105 Sullivan Street, New York, NY
Alidoro is all about panini in the typical Italian tradition. This means that the high quality and tasty combination of the ingredients does not require greasy-sweet-spicy sauces as flavor enhancers.
The “Dino” is the perfect representation of this concept. Every bite is an addictive combination of flavor and textures. Bitter and fresh arugula, sweet tomatoes, soft and smokey mozzarella, lean and savory ham dance in your mouth and please your palate.
The “Melody” has a traditional combination of tuna, arugula and artichokes, with the creative touch of balsamic vinegar used as dressing for the arugula.
These two sandwiches are a small but representative sample of the thirty-plus options available in the menu. They can be enjoyed also on site, if you like the ultra-vintage almost tumbledown and 100% NY inspired decor of the store.
192 Mott Street, New York, NY
The sight of a wood fired pizza oven is an unexpected and pleasant surprise on Mott Street. Even more pleasant is the actual experience with the pizza.
The pizza is thin, with a thick and soft border. There is a wide choice of toppings, from traditional recipes to more creative concepts with ingredients such as Brussel sprouts, pistachios and home made chips (not all on the same pizza, obviously).
As usual, the “Margherita D.O.C.” is the fundamental quality test. The crust has a peculiar style: relatively thin in the center with a thicker, soft border. The mozzarella is properly melted and integrated with the lightly sweet tomato sauce.

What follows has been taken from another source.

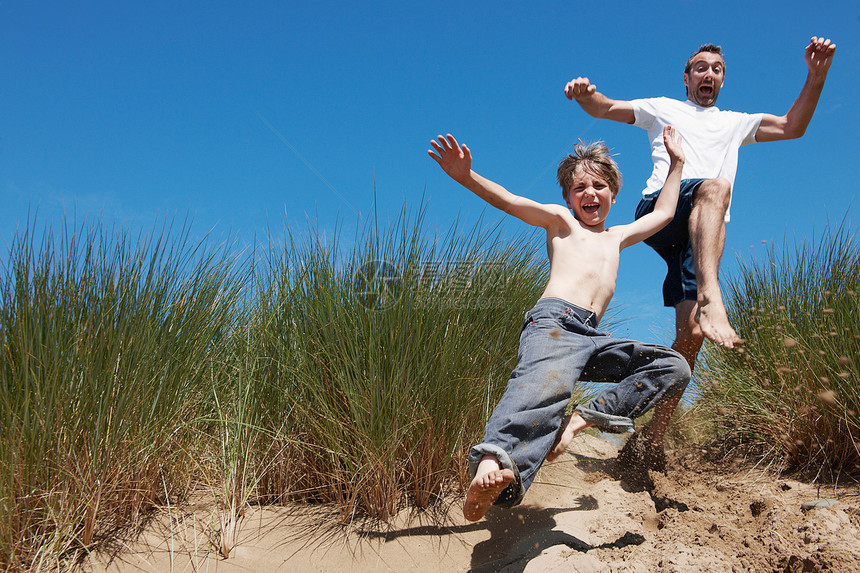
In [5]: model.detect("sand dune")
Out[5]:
[84,436,860,573]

After finishing the pizza, I would like to have more of it. The test is successfully passed. The other half of the 21″ pizza confirms the experience with Margherita, and provides an opportunity to enjoy the quality of the toppings. The mushrooms with smoked mozzarella and truffle oil invite you to quickly empty the tray.
“Asso” means “ace” in Italia. This place deserves its name: the pizzaiolo is an “ace of pizzas”.
193 Bleecker Street, New York, NY
A surge of frozen yogurt flooded New York City in the recent years. Frozen yogurt now comes in many different flavors, from pomegranate to the omnipresent sea salt caramel. It is served in stores that combine white tiles with another dominant color – green, orange, blue – depending on the brand of the chain.
In my opinion there is only one flavor (plain) and only one place to go: Yogorino.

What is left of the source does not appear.